This paper explicitly focuses on some of the challenges that arise when two services do not share atomic transactions. Just as there are pieces of code that share atomic transaction through 2-phase commit, other cases do not. This paper will examine some of the implications that arise when the independent pieces of code do not share transactions. Hence, for this paper, the term service carries the connotation of independence, autonomy, and separate transactional scopes.
Operators and Operands
In a service oriented architecture, the interaction across the services represent business functions. These are referred to as operators. The following are some examples of operators:
- Please PLACE-ORDER.
- Please UPDATE-CUSTOMER-ADDRESS.
- Please TRANSFER-PAYMENT.
Operators are part of the contract between two services and are always about the business semantics of the stated service. Operators can also be a form of acknowledgement indicating the acceptance of an operator. Consider the following examples:
- Acknowledge receipt of PLACE-ORDER.
- Acknowledge completion of TRANSFER-PAYMENT.
An acknowledgment has business-defined depths. As a result, there is a difference between acknowledging the request receipt to TRANSFER-PAYMENT and acknowledging the completion of the transfer. This all comes down to clearly defining the business semantics in the contract.
Operator messages may also contain many operands. An operand is defined as a piece of information needed to conduct an operation. It must be placed in the message by the sending service. In simplest form, operands are responsible for the parameters in messages. Some examples of operands include the identification of a customer placing an order or the SKU number for a line item within the order.
Figure 6. Operator messages with operands
Let's consider how and where a service gets the operands it uses to prepare an operator message. Operands come from reference data, which is typically published by the target service for the operator.
Reference data is somewhat of a new kind of data in SOA. The word somewhat is used since versions of SOA have been in existence for decades with MQ, EDI, and other messaging systems. Similarly, before it was all computerized, humans were manually completing SOA-style operations. When customers wanted to order products from a department store, they filled out an order form and sent it in by mail. The department store catalog is reference data and the department store order is an SOA operation.
Figure 7. Publication of reference data and use of operands
Immutable and/or Versioned Data
Data exists in many forms. One type of data is immutable data. Essentially, immutable data is unchangeable once it is written. You can find immutable data almost anywhere in the real world. The following are a few examples:
- The New York Times edition of June 3rd, 1975 is unchangeable
- The first edition of a published book is unchangeable
- The words spoken by the United States president on television are unchangeable
All immutable data have identifiers.
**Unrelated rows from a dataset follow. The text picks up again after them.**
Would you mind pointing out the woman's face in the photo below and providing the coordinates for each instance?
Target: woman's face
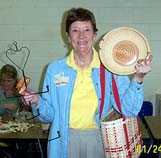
(7, 83)
(81, 37)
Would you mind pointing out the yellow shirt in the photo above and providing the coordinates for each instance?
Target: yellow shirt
(84, 100)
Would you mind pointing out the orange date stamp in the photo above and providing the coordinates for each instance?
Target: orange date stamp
(148, 149)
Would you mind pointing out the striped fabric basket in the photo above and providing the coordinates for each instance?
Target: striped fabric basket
(121, 137)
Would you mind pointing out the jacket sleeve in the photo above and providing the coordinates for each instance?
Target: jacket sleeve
(131, 95)
(45, 108)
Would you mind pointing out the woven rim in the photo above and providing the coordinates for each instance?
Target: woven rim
(121, 48)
An identifier ensures the same data is yielded each time it is requested no matter when it is requested or where it is requested. Therefore, if the same identifier is used then the same bit pattern is retrieved. For example, a person will get the same pricelist today if it is retrieved from Joe's Internet Bazaar for Thursday, July 3, 2003.
Another type of data is versioned data. Versioning is a technique for creating immutable sets with unique identifiers. Through the availability of versioning, a person can ask about the latest service pack (SP) for Windows NT4, or a recent edition of the New York Times. Versioning also has different types of identifiers: version-dependent identifiers and version-independent identifiers.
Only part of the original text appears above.